Председатель даже вздрогнул.

— А еще вегетарьянец, товарищ писатель! Это как же Дарью Михалну на котлеты? Это ж как меня вон или вас все равно. Она — наша гордость. Может, даже к премии приставят.

— Что ж, вы ее заслужили, — Шоу все смотрел на свинью. Она с трудом подняла голову.

— Да не нас к премии, ее, Дарьюшку! Нас-то чай много, а она одна такая.

Свинья издала протяжный стон. Тут же откуда-то со стороны бараков примчались две совсем юные девчушки, вдвоем они тащили здоровенное ведро с дурно пахнущим месивом. Осторожно отодвинув щеколду, они втащили ведро в загон, вывалили содержимое в корыто и метнулись назад — но свинья оказалась проворнее. Вновь подскочив с невообразимой для такой туши прытью, она разбежалась и тупым рылом боднула зазевавшуюся девчонку пониже спины. Та с визгом повалилась на солому — солома сбилась, и под тонким слоем обнаружилось месиво из грязи и навоза.

Дарья Михална невозмутимо отвернулась и, волоча брюхо по земле, вразвалку поковыляла к корыту, погрузила туда голову и стала жрать, рыча и похрюкивая.

— Георгий, почему ее так зовут? — спросил гость.

— Так Мишки Косого была свинья до коллективизации, вот и Михална. А теперь общественная.

— А где теперь хозяин?

— Сожрала, — вздохнул председатель. — Год уж как. Голодная была, так-то не тронула бы. А он к ней зашел по старой памяти, а Дарья-то привыкши, что он с кормом, а он пустой. Ну и обиделась, красавица.

Шоу посмотрел на свинью.

— Но если ни поросят, ни котлет, да еще бросается, то зачем же она… такая? — недоумевая спросил он. Лаптев оторопел.

— Да как же вы, товарищ писатель, не поймете?! Она ж вон какая! Как это зачем? Я вам так скажу: если свинья такая огромная, то и спрашивать не надо, зачем она.

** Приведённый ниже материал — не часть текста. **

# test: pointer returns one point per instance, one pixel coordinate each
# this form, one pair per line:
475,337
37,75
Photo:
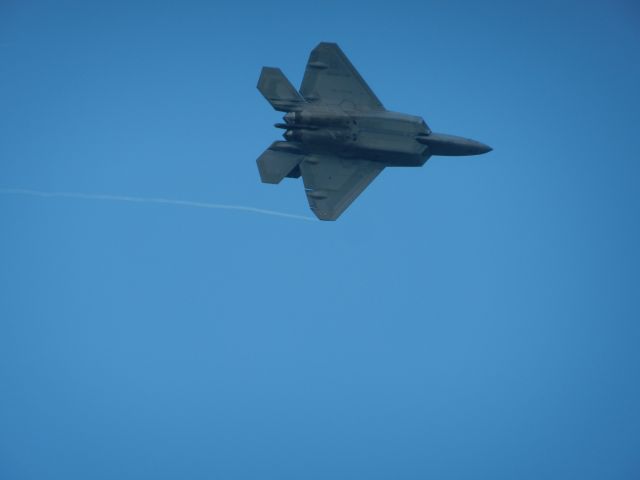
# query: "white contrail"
162,201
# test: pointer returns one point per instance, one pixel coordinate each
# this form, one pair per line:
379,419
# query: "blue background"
475,318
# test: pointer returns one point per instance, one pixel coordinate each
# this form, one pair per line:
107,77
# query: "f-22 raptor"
339,137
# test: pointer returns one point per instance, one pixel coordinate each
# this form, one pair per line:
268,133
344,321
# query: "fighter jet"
338,135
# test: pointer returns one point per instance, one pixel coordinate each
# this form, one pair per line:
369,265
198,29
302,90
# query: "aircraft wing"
333,183
331,78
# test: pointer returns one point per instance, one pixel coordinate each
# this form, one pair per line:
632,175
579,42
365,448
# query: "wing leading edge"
331,78
333,183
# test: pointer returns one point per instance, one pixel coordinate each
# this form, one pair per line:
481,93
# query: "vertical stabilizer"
277,89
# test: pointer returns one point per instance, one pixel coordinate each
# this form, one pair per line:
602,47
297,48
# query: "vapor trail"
162,201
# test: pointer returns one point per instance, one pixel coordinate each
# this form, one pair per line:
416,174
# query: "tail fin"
277,89
275,164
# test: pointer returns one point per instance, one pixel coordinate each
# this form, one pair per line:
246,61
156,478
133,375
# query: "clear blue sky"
475,318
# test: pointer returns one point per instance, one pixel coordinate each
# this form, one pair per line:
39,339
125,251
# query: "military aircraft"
339,137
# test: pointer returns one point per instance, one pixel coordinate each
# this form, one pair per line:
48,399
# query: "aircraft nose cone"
480,148
450,145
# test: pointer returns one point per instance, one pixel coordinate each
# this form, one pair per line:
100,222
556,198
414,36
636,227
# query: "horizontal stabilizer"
277,89
275,164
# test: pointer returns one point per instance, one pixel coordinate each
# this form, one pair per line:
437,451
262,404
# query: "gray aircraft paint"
338,135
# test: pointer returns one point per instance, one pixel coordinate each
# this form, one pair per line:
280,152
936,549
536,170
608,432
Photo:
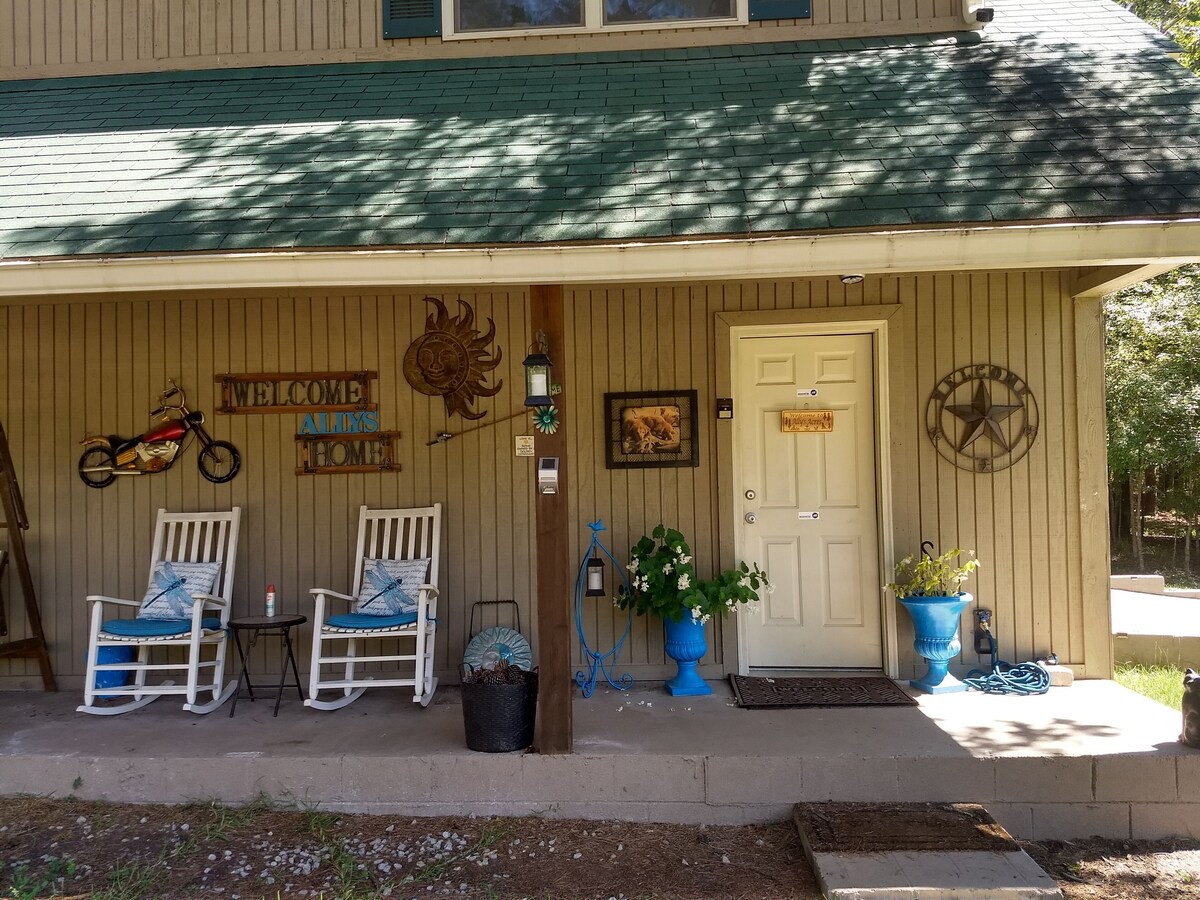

И теперь наконец начал проступать смысл. В словах председателя читалась та самая разгадка, ответ на вопрос, которым задавались многие западные умы, говоря о Советском Союзе.

— Но вообще-то, — председатель понизил голос, — вообще-то, кое-что нам Дарья Михална дает.

Свинья все ела. Председатель приблизил губы к уху гостя и прошептал:

— Вы только представьте, сколько ценнейшего навоза…

Вот так и мы, подумал Шоу, но додумывать эту мысль у него не было сил. «Поговорю с Шелестовым, он поймет», — подумал он с тихой радостью.

Между тем На Самом Верху без восторга отнеслись к перспективе этой встречи.

— Что, товарищ Шоу доволен? — спросили там.

— Доволен, но ищет встречи с товарищем Шелестовым, — трепеща, сообщили соответствующие.

— Это неуместно, — сказали в ответ. — Товарищ Шелестов писатель, а не оратор. Как всякий серьезный писатель, он сосредоточивается, когда пишет, и тратит на это все силы, а говорить товарищу Шелестову необязательно. Нужно проследить, чтобы товарищ Шелестов был плотно занят.

Так и вышло.

23 июля 1930, Москва

Смотр советского хозяйства был организован с римским размахом. На полную мощность включенное солнце — зимой, конечно, посинеем, зато сейчас уж изумим всех гостей! — заливало бесконечные ряды шатров, простирающиеся до горизонта. Воздух был битком набит запахами: сладости, фрукты, овцы, немытые люди. Все это не только цвело красками и пахло, но и издавало невообразимую какофонию. Туго шевелилась толпа — пестрее не придумаешь, и Шоу пораженно вертел головой на птичьей жилистой шее. Рядом семенил Петр, переводчик, рассказывая на ходу о том, какое несомненное значение имеет именно сегодня эта выставка для страны, едва только вставшей твердо на ноги.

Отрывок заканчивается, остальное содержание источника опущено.